Hindsight often brought things into perspective. Shane believed that if he were ever handed the keys to a time machine, he wouldn’t change anything about his life. But now that he was metaphorically sitting in the driver’s seat, keys in the ignition, he realized that was a fucking lie.

or

Shane Hollander and Ilya Rozanov find themselves back in 2017.

Notes:

*taps mic* is this thing on? hollanov brought me out of semi-retirement.

title taken from "Loud" by The Home Team

Chapter 1

Notes:

*taps mic* is this thing on? hollanov brought me out of semi-retirement.

title taken from "Loud" by The Home Team

(See the end of the chapter for more notes.)

Chapter Text

May 2025

Ilya Rozanov awoke to the grating sound of the default iPhone alarm.
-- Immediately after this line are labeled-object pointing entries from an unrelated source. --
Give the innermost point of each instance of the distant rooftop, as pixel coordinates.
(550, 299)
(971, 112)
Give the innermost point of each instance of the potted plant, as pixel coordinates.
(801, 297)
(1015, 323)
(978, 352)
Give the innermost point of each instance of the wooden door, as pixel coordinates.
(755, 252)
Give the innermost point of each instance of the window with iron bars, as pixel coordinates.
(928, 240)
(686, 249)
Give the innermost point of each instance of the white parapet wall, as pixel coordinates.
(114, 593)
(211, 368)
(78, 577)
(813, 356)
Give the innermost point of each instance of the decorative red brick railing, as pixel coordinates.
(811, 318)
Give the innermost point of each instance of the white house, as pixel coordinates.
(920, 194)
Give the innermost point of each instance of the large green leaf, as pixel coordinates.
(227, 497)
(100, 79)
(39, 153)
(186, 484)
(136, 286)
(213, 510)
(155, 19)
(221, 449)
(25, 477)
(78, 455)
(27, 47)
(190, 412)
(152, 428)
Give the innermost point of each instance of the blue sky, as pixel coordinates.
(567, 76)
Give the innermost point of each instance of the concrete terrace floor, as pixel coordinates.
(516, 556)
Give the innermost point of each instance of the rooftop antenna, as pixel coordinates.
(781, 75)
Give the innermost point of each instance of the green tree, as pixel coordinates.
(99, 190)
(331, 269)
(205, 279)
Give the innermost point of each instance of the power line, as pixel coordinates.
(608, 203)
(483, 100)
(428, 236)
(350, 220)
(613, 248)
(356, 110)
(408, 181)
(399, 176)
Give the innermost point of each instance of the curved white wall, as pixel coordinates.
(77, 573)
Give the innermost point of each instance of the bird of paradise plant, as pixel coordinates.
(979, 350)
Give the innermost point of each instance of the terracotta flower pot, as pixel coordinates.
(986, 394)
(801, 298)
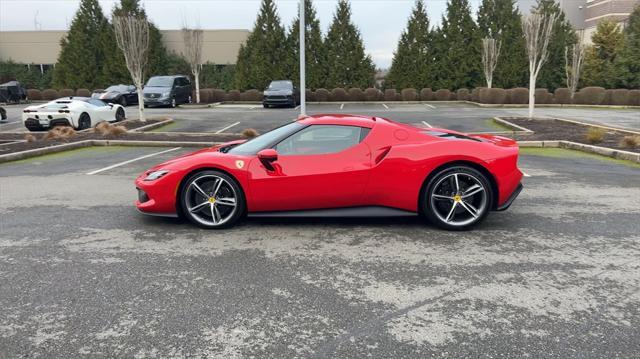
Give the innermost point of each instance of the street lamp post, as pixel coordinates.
(303, 91)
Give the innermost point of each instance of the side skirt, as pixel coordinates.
(354, 212)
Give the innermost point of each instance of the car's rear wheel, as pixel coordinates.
(119, 114)
(84, 122)
(212, 199)
(457, 198)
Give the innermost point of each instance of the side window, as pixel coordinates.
(321, 139)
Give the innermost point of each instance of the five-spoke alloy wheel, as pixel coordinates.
(212, 199)
(457, 198)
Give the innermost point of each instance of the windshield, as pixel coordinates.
(160, 81)
(266, 140)
(280, 85)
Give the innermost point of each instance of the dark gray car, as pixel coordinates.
(281, 92)
(167, 91)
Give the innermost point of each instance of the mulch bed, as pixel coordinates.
(554, 130)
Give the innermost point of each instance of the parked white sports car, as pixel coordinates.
(78, 112)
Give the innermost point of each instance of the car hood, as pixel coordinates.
(277, 92)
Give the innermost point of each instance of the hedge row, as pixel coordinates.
(586, 96)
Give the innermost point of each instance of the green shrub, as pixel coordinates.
(592, 95)
(34, 95)
(462, 94)
(426, 94)
(83, 93)
(519, 95)
(356, 94)
(322, 95)
(409, 94)
(620, 97)
(390, 95)
(339, 94)
(443, 95)
(50, 94)
(562, 96)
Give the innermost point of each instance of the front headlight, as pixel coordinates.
(155, 175)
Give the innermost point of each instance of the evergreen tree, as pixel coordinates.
(600, 60)
(629, 59)
(261, 58)
(80, 54)
(347, 64)
(410, 67)
(553, 75)
(459, 55)
(314, 49)
(501, 20)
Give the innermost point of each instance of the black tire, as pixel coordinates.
(120, 114)
(191, 199)
(457, 198)
(84, 122)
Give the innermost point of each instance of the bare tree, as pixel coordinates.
(193, 54)
(490, 54)
(537, 29)
(573, 58)
(132, 35)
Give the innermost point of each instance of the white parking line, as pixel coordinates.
(132, 160)
(228, 127)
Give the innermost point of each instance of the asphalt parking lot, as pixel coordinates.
(455, 116)
(83, 274)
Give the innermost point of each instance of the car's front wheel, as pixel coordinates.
(457, 198)
(212, 199)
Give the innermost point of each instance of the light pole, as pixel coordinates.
(303, 91)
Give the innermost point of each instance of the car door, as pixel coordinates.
(321, 166)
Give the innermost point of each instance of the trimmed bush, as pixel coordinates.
(620, 97)
(34, 95)
(390, 95)
(562, 95)
(339, 94)
(543, 96)
(409, 94)
(218, 95)
(426, 94)
(592, 95)
(83, 93)
(50, 94)
(443, 95)
(252, 95)
(519, 95)
(233, 95)
(371, 94)
(493, 95)
(634, 98)
(67, 93)
(322, 95)
(462, 94)
(356, 94)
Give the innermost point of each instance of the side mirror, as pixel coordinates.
(267, 157)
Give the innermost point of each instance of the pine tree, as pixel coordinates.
(500, 20)
(314, 49)
(600, 60)
(347, 64)
(553, 73)
(80, 54)
(410, 67)
(261, 58)
(628, 63)
(458, 57)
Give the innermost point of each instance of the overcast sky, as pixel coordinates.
(380, 21)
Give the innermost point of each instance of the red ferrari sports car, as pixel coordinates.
(339, 165)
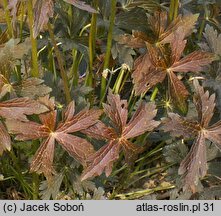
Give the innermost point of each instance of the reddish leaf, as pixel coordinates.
(204, 103)
(20, 107)
(141, 122)
(162, 32)
(179, 126)
(116, 110)
(177, 92)
(136, 40)
(43, 159)
(193, 62)
(75, 146)
(103, 159)
(159, 63)
(194, 166)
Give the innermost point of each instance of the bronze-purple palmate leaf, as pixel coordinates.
(50, 132)
(159, 63)
(118, 136)
(16, 109)
(194, 165)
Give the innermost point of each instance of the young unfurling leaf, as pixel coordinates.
(194, 165)
(77, 147)
(31, 87)
(117, 137)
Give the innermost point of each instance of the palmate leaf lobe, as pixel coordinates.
(162, 32)
(155, 66)
(194, 165)
(16, 109)
(77, 147)
(118, 136)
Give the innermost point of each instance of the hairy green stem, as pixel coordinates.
(60, 64)
(108, 49)
(34, 50)
(173, 11)
(92, 43)
(118, 83)
(35, 185)
(8, 18)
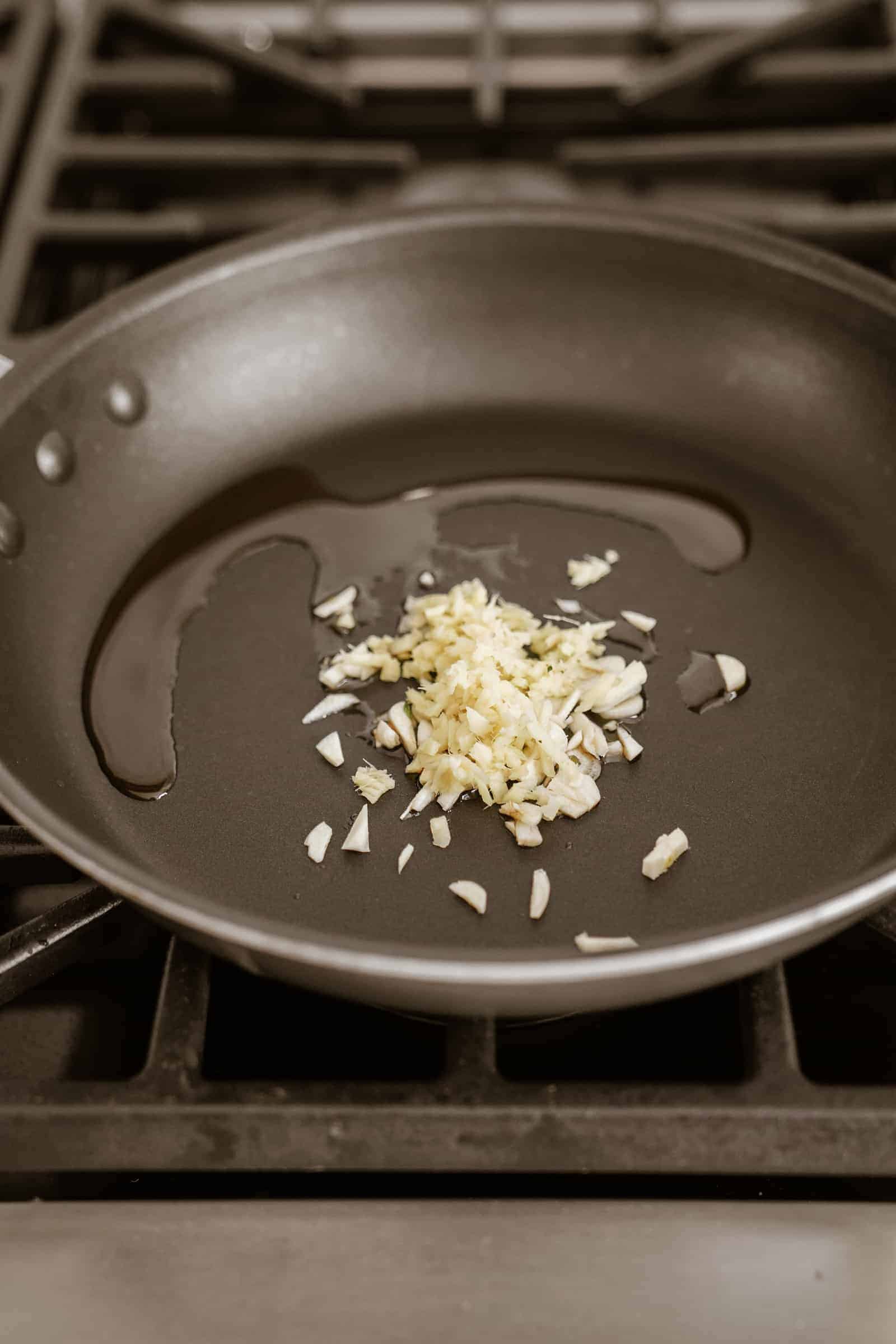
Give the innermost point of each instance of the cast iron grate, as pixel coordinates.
(170, 125)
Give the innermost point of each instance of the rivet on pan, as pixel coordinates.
(125, 400)
(12, 534)
(55, 458)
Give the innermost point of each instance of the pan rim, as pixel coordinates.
(374, 959)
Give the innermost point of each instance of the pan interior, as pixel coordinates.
(782, 792)
(555, 346)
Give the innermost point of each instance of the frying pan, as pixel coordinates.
(422, 350)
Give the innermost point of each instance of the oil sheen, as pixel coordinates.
(132, 670)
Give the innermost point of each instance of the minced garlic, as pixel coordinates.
(589, 570)
(371, 783)
(501, 703)
(664, 854)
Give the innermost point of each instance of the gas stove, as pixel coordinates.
(132, 1065)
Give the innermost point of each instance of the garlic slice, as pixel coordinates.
(472, 893)
(386, 737)
(318, 841)
(331, 749)
(589, 570)
(359, 838)
(664, 854)
(734, 673)
(371, 783)
(401, 721)
(338, 604)
(441, 834)
(641, 623)
(405, 855)
(540, 894)
(331, 704)
(418, 803)
(589, 942)
(631, 749)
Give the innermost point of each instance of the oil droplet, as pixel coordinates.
(12, 535)
(125, 400)
(132, 669)
(55, 458)
(703, 686)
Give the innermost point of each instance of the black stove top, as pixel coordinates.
(133, 133)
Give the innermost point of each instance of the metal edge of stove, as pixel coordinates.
(511, 1271)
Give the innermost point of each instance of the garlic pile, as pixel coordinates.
(501, 704)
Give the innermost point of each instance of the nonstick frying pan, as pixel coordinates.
(423, 350)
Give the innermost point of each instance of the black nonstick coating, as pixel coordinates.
(433, 348)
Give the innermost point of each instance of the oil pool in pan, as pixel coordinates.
(132, 671)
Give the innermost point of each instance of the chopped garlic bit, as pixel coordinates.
(472, 893)
(664, 854)
(318, 841)
(338, 605)
(587, 942)
(359, 838)
(589, 570)
(734, 673)
(329, 704)
(641, 623)
(540, 894)
(371, 783)
(401, 721)
(331, 749)
(501, 703)
(631, 749)
(441, 834)
(386, 737)
(418, 803)
(405, 855)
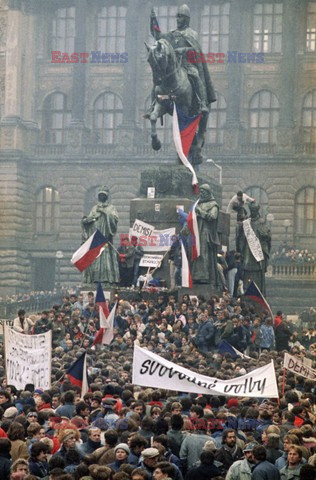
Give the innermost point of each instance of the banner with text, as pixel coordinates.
(253, 241)
(296, 365)
(152, 261)
(28, 359)
(151, 370)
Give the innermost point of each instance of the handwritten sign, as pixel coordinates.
(152, 261)
(151, 370)
(28, 359)
(296, 365)
(141, 229)
(253, 241)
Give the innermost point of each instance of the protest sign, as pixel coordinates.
(152, 261)
(141, 229)
(28, 359)
(151, 370)
(253, 241)
(298, 366)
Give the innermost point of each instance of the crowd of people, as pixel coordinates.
(120, 431)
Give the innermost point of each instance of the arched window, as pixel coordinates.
(56, 115)
(214, 28)
(305, 211)
(309, 117)
(261, 198)
(108, 115)
(216, 121)
(111, 26)
(91, 199)
(63, 30)
(47, 211)
(263, 117)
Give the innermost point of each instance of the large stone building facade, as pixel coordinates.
(67, 128)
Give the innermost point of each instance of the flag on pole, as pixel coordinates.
(184, 129)
(154, 25)
(77, 374)
(108, 333)
(225, 347)
(185, 272)
(89, 251)
(103, 314)
(194, 230)
(253, 292)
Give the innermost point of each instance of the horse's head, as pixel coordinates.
(161, 58)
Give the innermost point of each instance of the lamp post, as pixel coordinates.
(286, 225)
(59, 256)
(209, 160)
(270, 219)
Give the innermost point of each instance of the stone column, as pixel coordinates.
(77, 133)
(240, 12)
(127, 131)
(288, 69)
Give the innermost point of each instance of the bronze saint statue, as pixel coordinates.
(178, 77)
(254, 269)
(103, 217)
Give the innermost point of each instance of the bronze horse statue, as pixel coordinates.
(171, 82)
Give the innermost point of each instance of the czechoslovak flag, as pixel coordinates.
(194, 230)
(103, 313)
(186, 278)
(184, 129)
(77, 374)
(89, 251)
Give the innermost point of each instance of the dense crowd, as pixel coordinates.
(120, 431)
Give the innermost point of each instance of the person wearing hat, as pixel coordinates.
(149, 460)
(241, 470)
(121, 451)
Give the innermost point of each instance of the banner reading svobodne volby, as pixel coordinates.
(28, 359)
(151, 370)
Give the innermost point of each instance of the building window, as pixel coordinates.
(311, 27)
(111, 29)
(267, 27)
(108, 115)
(214, 28)
(261, 198)
(63, 30)
(305, 211)
(264, 117)
(309, 117)
(216, 121)
(56, 115)
(47, 211)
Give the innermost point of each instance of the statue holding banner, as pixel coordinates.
(255, 243)
(204, 268)
(103, 217)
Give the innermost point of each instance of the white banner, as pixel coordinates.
(253, 241)
(152, 261)
(141, 229)
(28, 359)
(159, 241)
(151, 370)
(295, 365)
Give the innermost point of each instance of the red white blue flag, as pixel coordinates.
(184, 129)
(253, 292)
(103, 313)
(185, 272)
(194, 230)
(78, 375)
(89, 251)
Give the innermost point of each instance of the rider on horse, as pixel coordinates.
(183, 40)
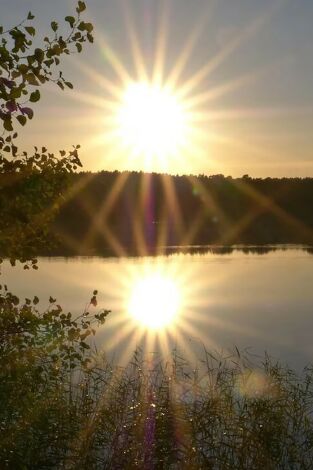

He blearily peeked from his cocoon of blankets to search for the offending sound.

“Fucking hell,” he groaned, slapping around for his phone on the bedside table.

It wasn’t often that Ilya had to set an early morning alarm. That was his husband’s job. His beautiful, neurotic husband’s job. Ilya’s job was to press languid kisses between Shane’s shoulder blades in an effort to convince him that his daily ten-kilometer run could wait thirty minutes.

Ilya rolled over to resume cuddling with Shane, but was met with an expanse of cold sheets. This wasn’t odd. Shane was always the first to get out of their bed in the morning. However, it was bizarre that Ilya couldn’t remember why the hell he needed to be up so early today.

Moya lyubov, come back to bed!” Ilya called out.

“Shut up, Rozanov! It’s too early for anyone to be decoding fucking Russian.”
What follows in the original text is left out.